NPS stores the polygenic risk scores computed for the validation cohort in testdata/Test1/Test1.val.phen.nps_score. For test set #1, NPS will print out the following accuracy statistics:

...
Polygenic scores are saved in testdata/Test1/Test1.val.phen.nps_score.
...
Area under the curve: 0.8776
95% CI: 0.8589-0.8963 (DeLong)
...
Nagelkerke's R2 = 0.3176188
Tail OR (5%): 15.56794
Done

Running NPS on test set #2

The steps to run NPS on test set #2 is simlar to that of test set #1. There are only a few small differences: With ~5 million genomewide SNPs, the genomic window size should be set to 4,000 (default value). And with the window size of 4,000, we recommend to run NPS on overlapping windows shifted by 0, 1,000, 2,000, and 3,000 SNPs. For step-by-step instructions, see SGE and LSF sections. We do not recommend running NPS on genomewide datasets using desktop computers.
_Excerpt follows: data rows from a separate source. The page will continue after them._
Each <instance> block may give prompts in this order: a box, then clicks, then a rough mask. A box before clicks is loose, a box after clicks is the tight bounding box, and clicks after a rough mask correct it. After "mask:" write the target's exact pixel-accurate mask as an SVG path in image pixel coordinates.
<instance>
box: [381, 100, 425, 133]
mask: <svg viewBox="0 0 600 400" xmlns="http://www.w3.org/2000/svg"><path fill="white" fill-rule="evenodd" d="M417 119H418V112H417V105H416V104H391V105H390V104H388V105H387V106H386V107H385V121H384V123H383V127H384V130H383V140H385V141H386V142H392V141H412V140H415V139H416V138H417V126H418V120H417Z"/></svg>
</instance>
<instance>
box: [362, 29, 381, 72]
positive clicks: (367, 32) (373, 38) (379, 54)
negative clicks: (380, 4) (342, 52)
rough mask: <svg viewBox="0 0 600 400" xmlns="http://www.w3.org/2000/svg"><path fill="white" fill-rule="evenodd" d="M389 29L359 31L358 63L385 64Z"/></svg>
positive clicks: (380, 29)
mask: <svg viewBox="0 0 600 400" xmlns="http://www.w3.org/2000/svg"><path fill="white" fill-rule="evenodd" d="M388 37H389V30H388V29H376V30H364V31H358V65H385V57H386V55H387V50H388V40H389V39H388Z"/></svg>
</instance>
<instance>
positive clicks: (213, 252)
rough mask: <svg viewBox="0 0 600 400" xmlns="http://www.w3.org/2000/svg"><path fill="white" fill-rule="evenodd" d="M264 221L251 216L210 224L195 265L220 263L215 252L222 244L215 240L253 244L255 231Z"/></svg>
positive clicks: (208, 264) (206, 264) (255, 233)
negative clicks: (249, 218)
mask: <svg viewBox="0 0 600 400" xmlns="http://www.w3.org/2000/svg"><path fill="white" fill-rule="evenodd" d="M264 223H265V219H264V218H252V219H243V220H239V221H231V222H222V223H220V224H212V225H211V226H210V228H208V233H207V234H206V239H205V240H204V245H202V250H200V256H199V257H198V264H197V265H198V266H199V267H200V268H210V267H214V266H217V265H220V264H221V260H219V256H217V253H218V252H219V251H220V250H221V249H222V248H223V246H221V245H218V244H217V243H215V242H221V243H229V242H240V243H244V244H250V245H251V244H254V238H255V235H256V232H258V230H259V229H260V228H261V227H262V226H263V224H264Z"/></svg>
NPS reports the following prediction accuracy with test set #2:

...
Polygenic scores are saved in testdata/Test2/Test2.val.phen.nps_score.
...
Area under the curve: 0.7964
95% CI: 0.7701-0.8227 (DeLong)
...
Nagelkerke's R2 = 0.1736275
Tail OR (5%): 7.163156
Done

Citation

Chun et al. Non-parametric polygenic risk prediction using partitioned GWAS summary statistics.
Am J Hum Genet. 2020 Jul 2;107(1):46-59. doi: 10.1016/j.ajhg.2020.05.004. Epub 2020 May 28.